Josef Ressel Center for User-friendly Secure Mobile Environments
Android Security Symposium 2017
Statistical deobfuscation of Android applications
About the speaker
Petar Tsankov
Abstract
In this talk, I will present DeGuard (www.apk-deguard.com),
a new system for deobfuscating Android APKs based on probabilistic learning from large
code bases. DeGuard learns a probabilistic model over thousands of non-obfuscated
Android applications and uses this model to deobfuscate new, unseen Android APKs.
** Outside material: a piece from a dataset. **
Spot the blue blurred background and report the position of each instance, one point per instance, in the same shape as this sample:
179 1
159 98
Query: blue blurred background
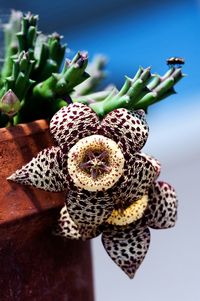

DeGuard effectively reverses the process of layout obfuscation, the most common
obfuscation mechanism for Android applications, which renames key program elements
such as classes, packages, and methods, thus making it difficult to understand what
the application does.
To make this possible, DeGuard phrases the layout deobfuscation problem of Android
APKs as a structured prediction in a probabilistic graphical model. I will describe
DeGuard's probabilistic model, along with the rich set of features and constraints
for Android that ensure both semantic equivalence and high prediction accuracy. I
will present experiments that demonstrate that DeGuard is useful in practice: it
recovers 79.1% of the program element names obfuscated with ProGuard, it predicts
third-party libraries with an accuracy of 91.3%, and it reveals string decoders and
classes that handle sensitive data in Android malware.